Ne vous plaignez pas de n’avoir rien à voir à Paris en plein mois d’août tant que vous n’avez pas vu La Dame de chez Maxim au Lucernaire et les deux pièces de Ionesco au Théâtre de la Huchette. Voilà, c’est dit, et c’est un ordre affectueux.
Sans interruption
Il y a des salles où l’on entre comme on pousse la porte d’un secret bien gardé — une billeterie sur la rue, une salle grande comme un mouchoir, et pourtant, depuis 1957, le monde entier vient s’y perdre. La Cantatrice chauve et La Leçon, jouées sans interruption au Théâtre de la Huchette depuis près de soixante-dix ans, ne sont pas seulement le spectacle le plus ancien du monde dans un même lieu — elles sont un des rares endroits de Paris où l’on ressort du théâtre en ayant vraiment ri, sans arrière-goût, sans compromis avec la mélancolie contemporaine. Un rire étrange, surprenant, sidérant et clair qui n’appartient qu’à Ionesco.
Le bonheur d’une absurdité intacte
On sait tout, en théorie, de La Cantatrice chauve avant d’y entrer : les Smith, les Martin, la pendule qui sonne quand bon lui semble, le langage qui se délite sous nos yeux. Et pourtant rien ne prépare à l’ivresse réelle qu’on éprouve en salle, à la manière dont soixante-dix ans de représentations n’ont rien usé du vertige de cette langue qui tourne à vide.
Voici le tour de force le plus discret de ce spectacle : avoir fait d’une pièce sur l’effondrement de la communication l’un des lieux les plus chaleureusement partagés du théâtre parisien.

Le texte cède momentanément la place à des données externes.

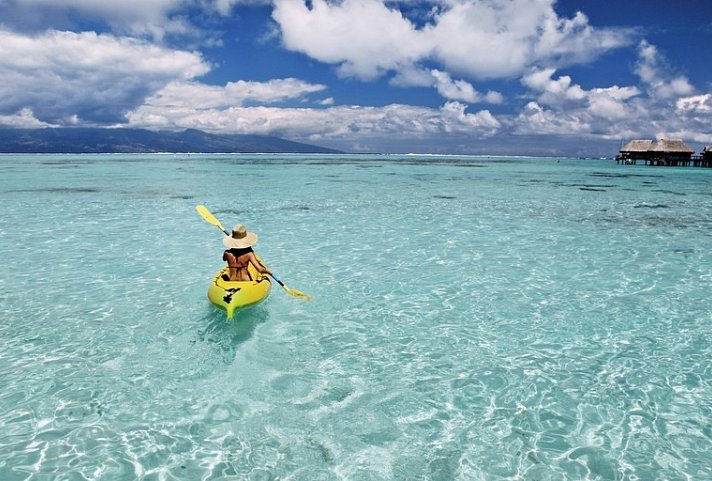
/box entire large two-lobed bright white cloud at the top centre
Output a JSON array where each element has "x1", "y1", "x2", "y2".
[{"x1": 273, "y1": 0, "x2": 631, "y2": 80}]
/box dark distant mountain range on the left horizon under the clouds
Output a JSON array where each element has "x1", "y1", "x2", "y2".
[{"x1": 0, "y1": 127, "x2": 341, "y2": 154}]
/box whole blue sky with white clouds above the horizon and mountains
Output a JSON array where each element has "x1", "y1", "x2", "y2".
[{"x1": 0, "y1": 0, "x2": 712, "y2": 156}]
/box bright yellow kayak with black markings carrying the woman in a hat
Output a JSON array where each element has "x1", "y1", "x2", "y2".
[{"x1": 208, "y1": 264, "x2": 272, "y2": 319}]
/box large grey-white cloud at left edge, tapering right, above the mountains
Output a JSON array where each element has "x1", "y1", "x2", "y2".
[{"x1": 0, "y1": 30, "x2": 210, "y2": 125}]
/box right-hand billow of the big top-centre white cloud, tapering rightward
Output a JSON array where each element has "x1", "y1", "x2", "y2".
[{"x1": 432, "y1": 0, "x2": 629, "y2": 79}]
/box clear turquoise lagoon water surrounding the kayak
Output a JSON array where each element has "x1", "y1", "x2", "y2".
[{"x1": 0, "y1": 155, "x2": 712, "y2": 481}]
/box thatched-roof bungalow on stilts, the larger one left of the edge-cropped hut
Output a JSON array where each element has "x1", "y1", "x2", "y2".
[{"x1": 616, "y1": 139, "x2": 697, "y2": 167}]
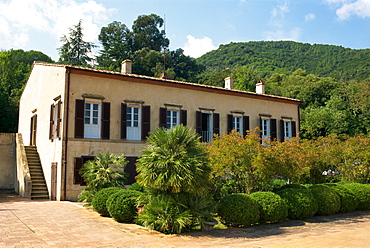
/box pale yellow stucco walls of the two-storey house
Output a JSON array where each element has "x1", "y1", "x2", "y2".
[{"x1": 19, "y1": 63, "x2": 300, "y2": 200}]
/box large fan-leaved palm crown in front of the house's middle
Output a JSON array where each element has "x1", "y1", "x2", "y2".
[{"x1": 136, "y1": 125, "x2": 210, "y2": 195}]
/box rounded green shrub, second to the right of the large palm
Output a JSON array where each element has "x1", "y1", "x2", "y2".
[{"x1": 250, "y1": 192, "x2": 288, "y2": 223}]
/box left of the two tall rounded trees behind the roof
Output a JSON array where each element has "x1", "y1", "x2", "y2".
[{"x1": 97, "y1": 21, "x2": 134, "y2": 70}]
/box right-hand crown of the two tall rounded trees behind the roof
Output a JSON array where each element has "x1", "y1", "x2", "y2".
[{"x1": 132, "y1": 14, "x2": 170, "y2": 51}]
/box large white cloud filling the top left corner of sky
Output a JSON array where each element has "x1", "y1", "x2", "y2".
[{"x1": 0, "y1": 0, "x2": 113, "y2": 49}]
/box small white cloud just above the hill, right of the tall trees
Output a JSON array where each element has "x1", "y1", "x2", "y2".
[{"x1": 183, "y1": 35, "x2": 217, "y2": 58}]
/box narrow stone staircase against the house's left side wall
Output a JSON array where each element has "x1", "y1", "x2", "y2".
[{"x1": 25, "y1": 146, "x2": 49, "y2": 199}]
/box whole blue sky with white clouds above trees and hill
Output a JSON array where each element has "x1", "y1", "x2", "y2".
[{"x1": 0, "y1": 0, "x2": 370, "y2": 61}]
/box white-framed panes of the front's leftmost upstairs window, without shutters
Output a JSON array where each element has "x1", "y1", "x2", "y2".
[{"x1": 84, "y1": 100, "x2": 101, "y2": 139}]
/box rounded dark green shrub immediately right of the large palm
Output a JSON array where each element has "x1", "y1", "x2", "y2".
[{"x1": 217, "y1": 193, "x2": 260, "y2": 227}]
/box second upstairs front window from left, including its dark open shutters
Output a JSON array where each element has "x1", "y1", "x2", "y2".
[{"x1": 121, "y1": 103, "x2": 150, "y2": 140}]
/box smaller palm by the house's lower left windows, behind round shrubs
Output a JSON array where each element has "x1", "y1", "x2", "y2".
[{"x1": 79, "y1": 152, "x2": 128, "y2": 202}]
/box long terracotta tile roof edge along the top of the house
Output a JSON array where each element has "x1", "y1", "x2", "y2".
[{"x1": 34, "y1": 61, "x2": 301, "y2": 104}]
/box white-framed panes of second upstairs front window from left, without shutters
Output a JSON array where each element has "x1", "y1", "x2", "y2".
[{"x1": 126, "y1": 104, "x2": 142, "y2": 140}]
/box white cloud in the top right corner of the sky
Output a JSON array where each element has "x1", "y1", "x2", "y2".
[{"x1": 326, "y1": 0, "x2": 370, "y2": 20}]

Une histoire presque aussi folle que la pièce
Tout commence, dit-on, avec la méthode Assimil. Ionesco, en apprenant l’anglais dans l’immédiat après-guerre, tombe sur ces phrases apprises par cœur, débitées sans lien les unes avec les autres — du langage, mais plus du discours. De cette expérience naît, le 10 mai 1950, La Cantatrice chauve, créée par Nicolas Bataille au Théâtre des Noctambules. L’accueil est loin d’être triomphal. La Leçon, elle, voit le jour un peu plus tard, le 20 février 1951, dans une mise en scène de Marcel Cuvelier au Théâtre de Poche — et se heurte, elle aussi, à une réception mitigée.

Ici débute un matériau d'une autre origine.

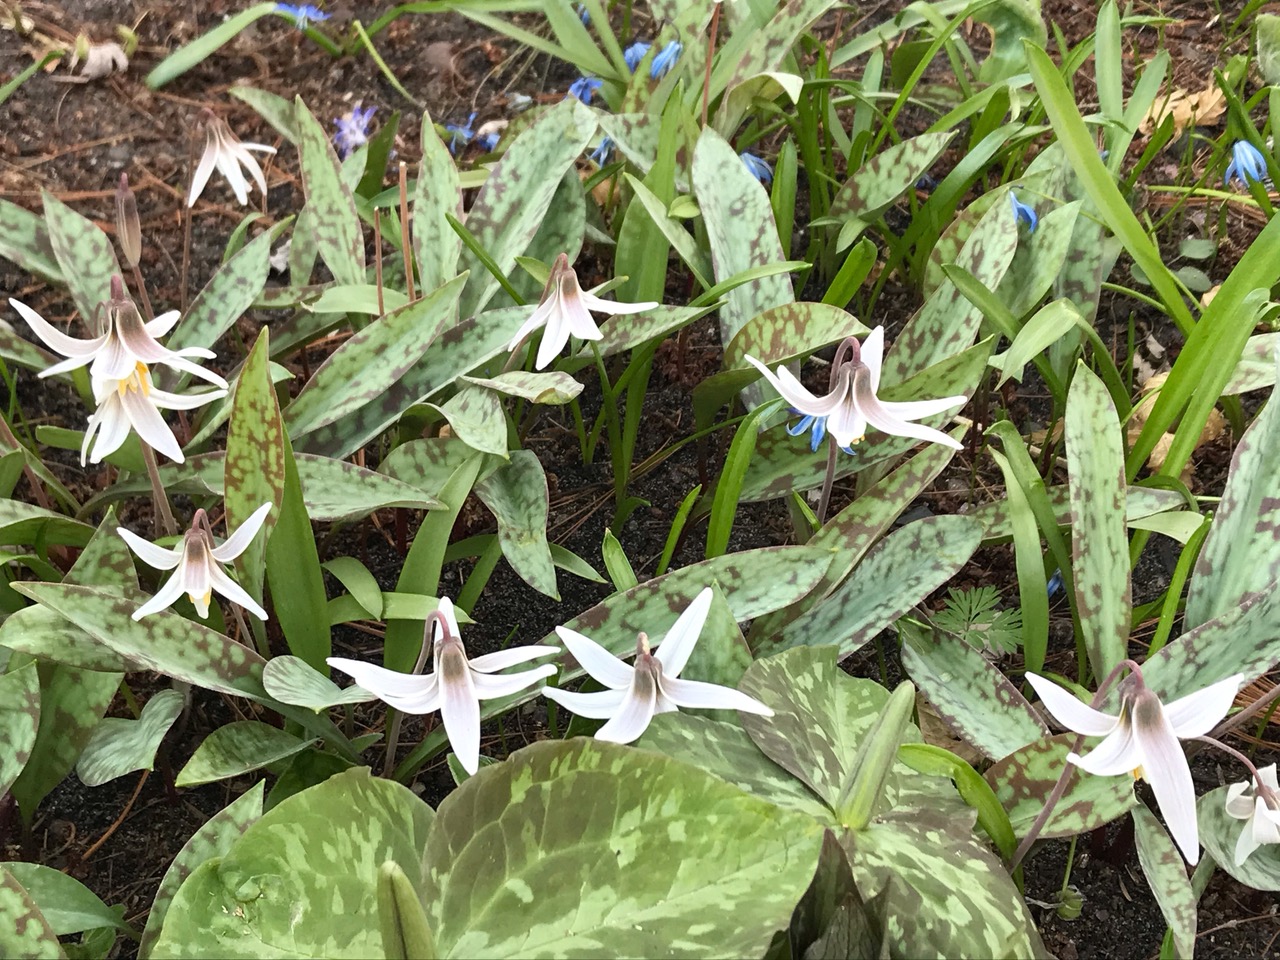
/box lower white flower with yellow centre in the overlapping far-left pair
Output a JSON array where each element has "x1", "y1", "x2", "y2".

Il faudra attendre le 16 février 1957 pour que les deux pièces se retrouvent réunies au Théâtre de la Huchette. C’est cette rencontre-là qui change tout : le Tout-Paris se presse pour découvrir cet objet théâtral non identifié, et ce qui aurait pu rester une curiosité devient, sans que personne ne l’ait vraiment décidé, une institution. Le spectacle entre au Livre Guinness des records comme la pièce jouée sans interruption le plus longtemps dans le même lieu — plus de deux millions et demi de spectateurs à ce jour, et toujours la même salle minuscule du Quartier latin, entre les restaurants à touristes et les bars de la rue de la Huchette, à préserver la flamme.

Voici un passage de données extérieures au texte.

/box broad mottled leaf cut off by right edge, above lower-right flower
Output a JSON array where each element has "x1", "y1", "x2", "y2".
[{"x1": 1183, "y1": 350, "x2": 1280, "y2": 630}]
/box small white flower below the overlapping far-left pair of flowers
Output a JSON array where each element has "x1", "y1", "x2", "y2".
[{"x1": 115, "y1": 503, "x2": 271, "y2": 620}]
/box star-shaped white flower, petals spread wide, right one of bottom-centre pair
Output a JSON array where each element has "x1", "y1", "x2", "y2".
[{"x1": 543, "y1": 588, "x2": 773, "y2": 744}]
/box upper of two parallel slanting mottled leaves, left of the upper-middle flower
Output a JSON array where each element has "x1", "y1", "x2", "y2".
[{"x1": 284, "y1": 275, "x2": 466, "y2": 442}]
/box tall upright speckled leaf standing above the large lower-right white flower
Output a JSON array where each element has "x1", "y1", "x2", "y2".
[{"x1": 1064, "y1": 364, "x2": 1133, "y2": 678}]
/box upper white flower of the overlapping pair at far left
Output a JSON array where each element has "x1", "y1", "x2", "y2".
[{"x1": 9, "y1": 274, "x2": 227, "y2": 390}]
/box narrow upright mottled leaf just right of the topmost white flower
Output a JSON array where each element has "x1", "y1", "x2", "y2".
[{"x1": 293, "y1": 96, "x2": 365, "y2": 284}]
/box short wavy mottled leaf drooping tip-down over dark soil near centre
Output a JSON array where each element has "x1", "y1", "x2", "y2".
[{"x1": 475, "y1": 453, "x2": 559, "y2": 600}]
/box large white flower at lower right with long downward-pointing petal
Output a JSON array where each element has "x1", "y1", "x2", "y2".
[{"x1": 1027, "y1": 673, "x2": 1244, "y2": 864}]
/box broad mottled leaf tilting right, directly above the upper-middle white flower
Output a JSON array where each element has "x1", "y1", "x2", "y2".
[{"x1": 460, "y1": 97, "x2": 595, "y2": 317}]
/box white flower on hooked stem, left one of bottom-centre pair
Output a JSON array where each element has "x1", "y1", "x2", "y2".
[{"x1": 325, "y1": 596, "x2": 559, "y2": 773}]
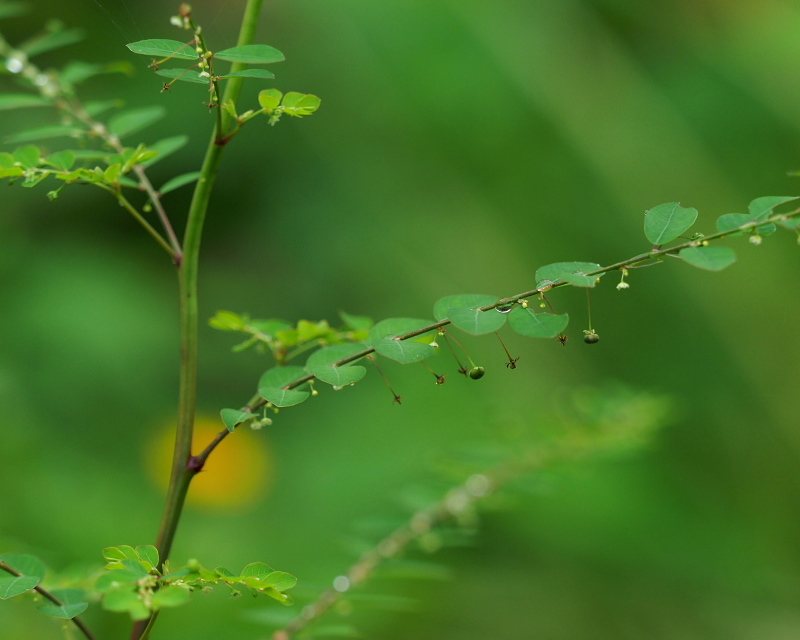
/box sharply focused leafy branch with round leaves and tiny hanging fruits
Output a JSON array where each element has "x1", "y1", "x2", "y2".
[{"x1": 202, "y1": 196, "x2": 800, "y2": 460}]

Seule entorse à cette continuité légendaire : la fermeture forcée des théâtres en 2020, qui a interrompu, pour la première fois de son histoire, le déroulement ininterrompu des représentations — juste avant que la Huchette ne fête, envers et contre tout, le 70e anniversaire de sa Cantatrice.
Un préambule heureux à la folie de La Leçon
Ce qui frappe, dans l’enchaînement des deux pièces, c’est la façon dont La Cantatrice chauve fonctionne comme un préambule heureux — une mise en jambes joyeuse et sans danger — avant que La Leçon n’emporte tout dans une folie plus vertigineuse encore : un professeur timide qui bascule, sous nos yeux, en tyran psychopathe face à une élève aussi sotte qu’arrogante. Deux pièces, deux registres de démence, une seule et même diffusion du bonheur — celui, rare, de rire ensemble d’un monde qui ne veut plus rien dire.
Nous ne l’avons pas encore écrit : la troupe est formidable, inoubliable. Ajoutons à ces applaudissements un énorme bravo à Jean-Marie Sirgue, qui joue avec une folie aussi précise qu’elle se veut secrète — une démence entièrement maîtrisée, jamais surjouée.
La Cantatrice chauve et La Leçon, d’Eugène Ionesco — mise en scène originelle Nicolas Bataille (La Cantatrice chauve) et Marcel Cuvelier (La Leçon), décors Jacques Noël — Théâtre de la Huchette, 23 rue de la Huchette, 75005 Paris. Représentations surtitrées en anglais les mercredis et vendredis jusqu’au 28 août 2026.